Tuesday, December 02, 2014

Theatre preview: Slava's Snowshow

Published in Scotland on Sunday

IT'S 1996 and, as the Edinburgh Fringe kicks off, there's concern at the Assembly Rooms about one of this year's big shows. It's a clown piece from Russia and, although it has already won a Time Out Award in London, nobody in Scotland knows what something with the mysterious name of Slava's Snowshow could be. Business at the box office is perilously sluggish.

The marketing department takes emergency action. Publicist Liz Smith has already seen the show in London and knows it has the potential to be a very big hit. "I thought it was the most incredible thing I'd ever seen," she says today. "But then in the first week it came to Assembly, it hadn't sold and it wasn't being talked about."

Setting out on a mission to make sure it was talked about, she started giving tickets away in the belief that word-of-mouth would do the rest. The plan worked. "We absolutely papered it for the first four or five days and then the following week you couldn't get a ticket," she recalls. "I remember people coming up to me and saying they'd like a ticket and I'd say, 'I'm really sorry, you can't get it now.'"

It was the only show on that year's Fringe that created a real buzz and it was a crucial step in Snowshow's road to global success. Two years later, it won the Olivier Award for Best Entertainment after its run at London's Old Vic and it has now been seen by more than 3 million spectators in 120 cities in 30 countries. In Russia, they've published a book called The Philosophy of Snowshow, with an English translation due out next year. Still going strong after more than 4000 performances, it is back at Edinburgh Festival Theatre after its last sell-out run in 2011.

For chief clown Slava Polunin himself, it'll be a delight to be back in a city that holds such happy memories. "The British people just opened the doors to this show," he says. "Edinburgh is a great festival. It's such a happiness and joy to be there. You can be there with or without a show, just being there, hanging around – it's such a specific atmosphere when the whole town is living the same event. I'm dreaming about going there again."

A world away from the knockabout pratfalls of the big top, Snowshow is poetic and poignant, a performance that turns the popular spectacle of clowning into a high art of visual grace. Full of magical transformations, it blends slapstick with beautiful imagery, gradually building towards the triumphant closing sequence in which Slava rips up a love letter only to watch it turn into a blizzard of snowflakes.

The joy is infectious and, indeed, connecting to the audience is something he can't avoid. "We have no choice because the people who are on the stage are in society, they are living life with people," he says. "They can't just be on stage and demonstrate something. What they need is to party and to be happy together with other people, with the audience."

Born in 1950 in small-town Novosil, 225 miles south of Moscow, Slava had an early love of Charlie Chaplin and Marcel Marceau which developed into a full-blown obsession with clowning.

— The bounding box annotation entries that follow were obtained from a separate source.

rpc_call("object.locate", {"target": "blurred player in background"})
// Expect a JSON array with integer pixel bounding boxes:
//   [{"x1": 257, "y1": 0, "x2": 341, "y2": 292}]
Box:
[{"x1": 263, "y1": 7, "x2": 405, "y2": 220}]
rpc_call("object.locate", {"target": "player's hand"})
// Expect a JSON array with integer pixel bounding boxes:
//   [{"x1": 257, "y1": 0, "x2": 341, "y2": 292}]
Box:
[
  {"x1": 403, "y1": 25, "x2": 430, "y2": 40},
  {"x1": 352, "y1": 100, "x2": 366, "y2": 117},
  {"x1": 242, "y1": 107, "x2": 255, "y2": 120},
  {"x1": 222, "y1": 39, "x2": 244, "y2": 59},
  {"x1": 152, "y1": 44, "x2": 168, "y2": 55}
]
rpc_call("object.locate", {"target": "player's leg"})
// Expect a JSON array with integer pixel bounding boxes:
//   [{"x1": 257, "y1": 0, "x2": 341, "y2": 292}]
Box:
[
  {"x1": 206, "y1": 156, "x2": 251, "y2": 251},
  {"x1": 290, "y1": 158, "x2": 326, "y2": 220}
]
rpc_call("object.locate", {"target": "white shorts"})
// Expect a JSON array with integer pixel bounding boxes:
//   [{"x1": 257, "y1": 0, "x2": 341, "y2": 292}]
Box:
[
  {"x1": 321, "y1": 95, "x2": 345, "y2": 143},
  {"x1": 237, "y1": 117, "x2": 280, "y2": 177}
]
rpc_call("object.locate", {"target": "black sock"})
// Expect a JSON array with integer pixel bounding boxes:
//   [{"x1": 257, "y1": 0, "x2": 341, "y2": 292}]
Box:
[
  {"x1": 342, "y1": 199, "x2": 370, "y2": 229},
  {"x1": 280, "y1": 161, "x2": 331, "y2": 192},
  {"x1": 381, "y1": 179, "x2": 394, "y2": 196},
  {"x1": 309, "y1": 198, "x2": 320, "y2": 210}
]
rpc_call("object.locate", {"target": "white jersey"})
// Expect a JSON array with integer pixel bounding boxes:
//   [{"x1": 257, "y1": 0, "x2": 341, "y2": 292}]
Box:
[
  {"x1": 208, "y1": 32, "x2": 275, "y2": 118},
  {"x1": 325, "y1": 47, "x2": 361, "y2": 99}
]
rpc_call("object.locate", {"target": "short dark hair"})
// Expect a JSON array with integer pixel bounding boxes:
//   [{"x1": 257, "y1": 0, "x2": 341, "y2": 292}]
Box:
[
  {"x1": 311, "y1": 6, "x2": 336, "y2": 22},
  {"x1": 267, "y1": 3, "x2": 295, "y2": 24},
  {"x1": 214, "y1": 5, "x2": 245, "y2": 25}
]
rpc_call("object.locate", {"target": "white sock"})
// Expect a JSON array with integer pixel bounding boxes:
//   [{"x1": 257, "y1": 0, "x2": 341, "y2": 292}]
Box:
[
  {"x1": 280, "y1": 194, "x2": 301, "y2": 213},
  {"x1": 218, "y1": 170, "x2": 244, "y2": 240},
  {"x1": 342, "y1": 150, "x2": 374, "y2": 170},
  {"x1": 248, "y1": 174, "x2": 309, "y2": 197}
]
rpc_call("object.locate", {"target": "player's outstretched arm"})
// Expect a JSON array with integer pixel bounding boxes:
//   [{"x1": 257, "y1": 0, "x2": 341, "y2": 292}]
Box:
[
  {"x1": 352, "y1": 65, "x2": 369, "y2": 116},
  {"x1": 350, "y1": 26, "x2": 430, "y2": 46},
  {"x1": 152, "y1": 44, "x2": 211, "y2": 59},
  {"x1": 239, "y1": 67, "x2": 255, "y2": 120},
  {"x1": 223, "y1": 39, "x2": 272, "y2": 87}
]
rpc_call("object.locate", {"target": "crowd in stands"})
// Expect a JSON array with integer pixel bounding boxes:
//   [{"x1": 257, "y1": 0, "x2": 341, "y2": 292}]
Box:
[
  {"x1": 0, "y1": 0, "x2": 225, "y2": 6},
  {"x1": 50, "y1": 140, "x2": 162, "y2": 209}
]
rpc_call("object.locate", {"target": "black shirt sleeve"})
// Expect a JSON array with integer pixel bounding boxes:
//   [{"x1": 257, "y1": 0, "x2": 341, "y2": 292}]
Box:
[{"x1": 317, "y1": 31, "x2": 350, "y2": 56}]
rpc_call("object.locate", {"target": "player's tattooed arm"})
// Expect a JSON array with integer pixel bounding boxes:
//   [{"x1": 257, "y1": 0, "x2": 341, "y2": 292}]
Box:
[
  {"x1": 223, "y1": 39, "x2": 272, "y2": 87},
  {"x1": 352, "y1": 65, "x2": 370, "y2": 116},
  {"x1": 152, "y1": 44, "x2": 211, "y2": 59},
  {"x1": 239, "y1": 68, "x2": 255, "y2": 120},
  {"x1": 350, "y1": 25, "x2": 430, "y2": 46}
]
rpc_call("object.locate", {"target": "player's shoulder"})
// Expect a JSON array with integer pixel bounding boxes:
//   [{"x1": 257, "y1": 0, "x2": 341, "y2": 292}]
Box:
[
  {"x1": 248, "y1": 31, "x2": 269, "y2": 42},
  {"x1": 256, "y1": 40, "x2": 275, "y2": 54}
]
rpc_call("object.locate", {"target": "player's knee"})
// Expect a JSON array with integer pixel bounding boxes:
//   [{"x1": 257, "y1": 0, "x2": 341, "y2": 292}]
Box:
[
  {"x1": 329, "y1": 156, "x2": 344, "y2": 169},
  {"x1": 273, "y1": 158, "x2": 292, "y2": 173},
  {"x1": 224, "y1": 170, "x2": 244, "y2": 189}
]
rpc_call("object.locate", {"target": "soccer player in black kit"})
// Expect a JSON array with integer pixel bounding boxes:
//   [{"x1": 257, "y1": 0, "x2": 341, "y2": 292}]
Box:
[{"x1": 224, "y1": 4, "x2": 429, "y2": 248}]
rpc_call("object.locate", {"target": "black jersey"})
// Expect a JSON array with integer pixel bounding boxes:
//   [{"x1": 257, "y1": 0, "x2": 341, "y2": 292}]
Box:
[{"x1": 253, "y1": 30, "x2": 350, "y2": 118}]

After training in St Petersburg, he honed his skills in mime, street theatre and visual comedy, setting up his first company, Litsedei, in 1979. 

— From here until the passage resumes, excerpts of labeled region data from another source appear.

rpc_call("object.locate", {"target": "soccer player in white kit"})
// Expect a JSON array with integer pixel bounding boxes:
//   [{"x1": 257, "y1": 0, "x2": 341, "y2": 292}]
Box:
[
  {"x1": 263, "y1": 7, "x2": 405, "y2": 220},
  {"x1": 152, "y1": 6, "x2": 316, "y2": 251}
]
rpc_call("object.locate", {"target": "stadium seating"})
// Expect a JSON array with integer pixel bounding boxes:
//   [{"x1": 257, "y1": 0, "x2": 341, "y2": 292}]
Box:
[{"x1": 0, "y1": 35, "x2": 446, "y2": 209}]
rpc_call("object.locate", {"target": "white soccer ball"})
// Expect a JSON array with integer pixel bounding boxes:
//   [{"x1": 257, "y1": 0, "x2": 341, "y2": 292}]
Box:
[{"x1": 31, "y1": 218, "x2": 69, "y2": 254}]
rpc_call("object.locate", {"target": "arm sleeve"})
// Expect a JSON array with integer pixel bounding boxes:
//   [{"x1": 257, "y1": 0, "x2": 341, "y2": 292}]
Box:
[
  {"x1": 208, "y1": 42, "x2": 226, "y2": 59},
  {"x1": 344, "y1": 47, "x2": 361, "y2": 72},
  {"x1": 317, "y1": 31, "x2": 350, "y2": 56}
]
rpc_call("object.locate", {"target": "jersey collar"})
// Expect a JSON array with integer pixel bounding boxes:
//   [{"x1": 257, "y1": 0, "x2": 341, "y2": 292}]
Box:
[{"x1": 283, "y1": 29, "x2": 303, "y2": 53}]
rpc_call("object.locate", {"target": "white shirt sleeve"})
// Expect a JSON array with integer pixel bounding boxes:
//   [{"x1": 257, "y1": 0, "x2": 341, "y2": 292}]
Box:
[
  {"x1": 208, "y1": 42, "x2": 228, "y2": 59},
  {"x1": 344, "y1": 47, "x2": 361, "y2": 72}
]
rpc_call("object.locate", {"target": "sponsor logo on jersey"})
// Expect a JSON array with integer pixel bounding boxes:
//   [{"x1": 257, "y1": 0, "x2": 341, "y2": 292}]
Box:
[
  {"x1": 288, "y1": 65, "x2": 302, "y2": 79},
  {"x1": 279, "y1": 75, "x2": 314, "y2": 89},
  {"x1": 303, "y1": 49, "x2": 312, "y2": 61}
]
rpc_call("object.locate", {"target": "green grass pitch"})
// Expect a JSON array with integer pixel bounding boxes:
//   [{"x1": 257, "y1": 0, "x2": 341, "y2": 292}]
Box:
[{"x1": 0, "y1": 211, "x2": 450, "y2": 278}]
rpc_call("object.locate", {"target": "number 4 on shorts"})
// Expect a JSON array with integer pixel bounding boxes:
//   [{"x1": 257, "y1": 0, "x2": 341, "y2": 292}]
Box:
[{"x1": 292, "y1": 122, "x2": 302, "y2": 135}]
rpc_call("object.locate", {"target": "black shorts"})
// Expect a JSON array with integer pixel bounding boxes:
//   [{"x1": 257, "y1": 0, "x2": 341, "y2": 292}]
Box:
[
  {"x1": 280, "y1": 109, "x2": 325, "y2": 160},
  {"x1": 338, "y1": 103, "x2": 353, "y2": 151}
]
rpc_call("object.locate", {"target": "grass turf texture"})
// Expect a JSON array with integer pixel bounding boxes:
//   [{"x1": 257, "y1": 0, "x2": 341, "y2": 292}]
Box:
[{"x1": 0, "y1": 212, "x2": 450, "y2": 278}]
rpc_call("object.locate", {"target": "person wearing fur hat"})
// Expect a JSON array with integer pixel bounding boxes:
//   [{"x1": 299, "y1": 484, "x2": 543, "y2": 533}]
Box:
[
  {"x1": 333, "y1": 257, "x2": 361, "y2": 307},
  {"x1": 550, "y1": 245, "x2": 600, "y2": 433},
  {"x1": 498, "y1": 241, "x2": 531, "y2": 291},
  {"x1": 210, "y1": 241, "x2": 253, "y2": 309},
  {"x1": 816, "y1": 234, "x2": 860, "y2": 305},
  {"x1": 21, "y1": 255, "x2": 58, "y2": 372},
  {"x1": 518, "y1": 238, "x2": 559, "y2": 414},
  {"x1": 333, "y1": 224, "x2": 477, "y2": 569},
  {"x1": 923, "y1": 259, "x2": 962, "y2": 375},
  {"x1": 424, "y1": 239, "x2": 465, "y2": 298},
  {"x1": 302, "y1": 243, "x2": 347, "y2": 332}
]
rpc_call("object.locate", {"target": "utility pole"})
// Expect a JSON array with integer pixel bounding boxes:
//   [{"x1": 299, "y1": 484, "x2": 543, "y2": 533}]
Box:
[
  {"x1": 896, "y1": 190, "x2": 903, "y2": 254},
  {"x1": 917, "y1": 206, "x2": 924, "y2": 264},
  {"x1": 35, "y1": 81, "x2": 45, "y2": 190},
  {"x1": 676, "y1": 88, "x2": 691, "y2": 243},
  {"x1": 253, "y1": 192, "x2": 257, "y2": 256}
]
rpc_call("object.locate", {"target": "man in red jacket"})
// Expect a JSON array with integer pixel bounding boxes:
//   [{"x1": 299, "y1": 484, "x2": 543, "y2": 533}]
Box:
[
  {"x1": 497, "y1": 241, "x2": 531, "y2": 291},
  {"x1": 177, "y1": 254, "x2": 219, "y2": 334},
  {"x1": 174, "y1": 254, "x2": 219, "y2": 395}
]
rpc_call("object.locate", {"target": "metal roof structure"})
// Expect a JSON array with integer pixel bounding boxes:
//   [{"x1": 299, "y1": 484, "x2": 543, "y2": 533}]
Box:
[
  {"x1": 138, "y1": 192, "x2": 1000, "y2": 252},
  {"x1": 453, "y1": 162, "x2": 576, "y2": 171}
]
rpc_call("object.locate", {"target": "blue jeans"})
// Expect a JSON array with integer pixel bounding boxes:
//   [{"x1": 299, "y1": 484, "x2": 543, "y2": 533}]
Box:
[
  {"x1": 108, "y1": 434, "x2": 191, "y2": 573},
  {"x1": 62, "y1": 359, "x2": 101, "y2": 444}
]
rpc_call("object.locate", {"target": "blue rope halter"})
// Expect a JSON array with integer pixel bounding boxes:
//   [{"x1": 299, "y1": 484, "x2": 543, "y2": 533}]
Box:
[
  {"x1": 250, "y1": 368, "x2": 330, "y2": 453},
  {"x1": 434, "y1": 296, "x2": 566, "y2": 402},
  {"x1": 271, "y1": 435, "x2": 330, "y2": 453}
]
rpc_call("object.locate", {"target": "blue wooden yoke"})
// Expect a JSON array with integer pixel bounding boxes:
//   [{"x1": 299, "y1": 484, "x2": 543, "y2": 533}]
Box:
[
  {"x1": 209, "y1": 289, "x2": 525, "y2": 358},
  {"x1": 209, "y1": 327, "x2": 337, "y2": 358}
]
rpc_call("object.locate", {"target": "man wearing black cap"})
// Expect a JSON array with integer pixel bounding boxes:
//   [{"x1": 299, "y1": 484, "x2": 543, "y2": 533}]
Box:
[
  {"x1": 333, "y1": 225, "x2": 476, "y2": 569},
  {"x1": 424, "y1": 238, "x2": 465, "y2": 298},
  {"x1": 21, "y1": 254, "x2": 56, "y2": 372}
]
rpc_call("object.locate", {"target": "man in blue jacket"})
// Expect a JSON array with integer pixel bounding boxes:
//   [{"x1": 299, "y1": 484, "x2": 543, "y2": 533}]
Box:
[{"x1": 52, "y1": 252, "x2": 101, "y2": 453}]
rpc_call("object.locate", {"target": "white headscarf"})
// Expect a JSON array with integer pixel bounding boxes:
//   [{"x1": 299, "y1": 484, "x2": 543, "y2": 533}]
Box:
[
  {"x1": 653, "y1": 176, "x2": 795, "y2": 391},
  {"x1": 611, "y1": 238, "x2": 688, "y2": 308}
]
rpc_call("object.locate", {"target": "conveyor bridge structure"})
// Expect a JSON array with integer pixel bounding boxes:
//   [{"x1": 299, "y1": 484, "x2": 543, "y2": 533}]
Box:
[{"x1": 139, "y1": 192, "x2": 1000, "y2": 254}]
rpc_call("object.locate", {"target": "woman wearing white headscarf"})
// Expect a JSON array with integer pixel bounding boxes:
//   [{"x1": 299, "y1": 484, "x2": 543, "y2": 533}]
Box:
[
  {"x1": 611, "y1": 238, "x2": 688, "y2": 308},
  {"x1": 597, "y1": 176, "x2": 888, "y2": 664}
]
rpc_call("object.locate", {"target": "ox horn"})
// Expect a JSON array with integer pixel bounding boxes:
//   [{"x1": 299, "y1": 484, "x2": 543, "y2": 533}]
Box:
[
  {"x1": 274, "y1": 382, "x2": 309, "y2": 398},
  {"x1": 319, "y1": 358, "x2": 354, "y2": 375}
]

He learnt not only from silent cinema but also from the silence of the great mime artists on stage. "The silence of Marceau was a great silence, a cosmic, magic silence," says Slava, who is also artistic director of the St Petersburg Circus. "I've also seen wonderful silence in the early shows of Jean-Louis Barraut [the French actor, director and mime artist]. It inspired me so much. I consider the greatest show on stage to be a silent one. Charlie Chaplin used music so it wasn't complete silence, but as a teacher, a master, he has a very important place for me. I love Chaplin's contemporary, Harry Langdon, even more. Langdon was much more fine tuned, much more tender, so I love him more than Chaplain."

Inheriting a tradition that extends all the way back to the theatre of ancient Greece and Rome, Slava practices the art of the outsider. He is the figure of fun who is secretly the wisest of all, the stumbling fool who is actually more dextrous than anyone, the grown-up man who has never lost his child-like sense of wonder and imagination. A clown, he says, is a "person who, on entering the room, brings joy and love for life".

Although it has its origins in the late 1980s, Snowshow has been reinventing itself ever since. It never stops changing. Slava has a profound belief in the importance of spontaneity and goes to great lengths to ensure he and his company stay creative. It means giving them holidays and encouraging them to develop outside interests – and it also means shaking things up every night. "This is a science and I am expert in it," he says. "You always have to find a new creative challenge for the team to keep the stage activity interesting. My performers know which part they are going to perform only half an hour before the show. All the time, we change direction, change the style and the mood of the show. That's very important to keep it interesting and fresh."

Slava's Snow Show, Edinburgh Festival Theatre, 3–6 December.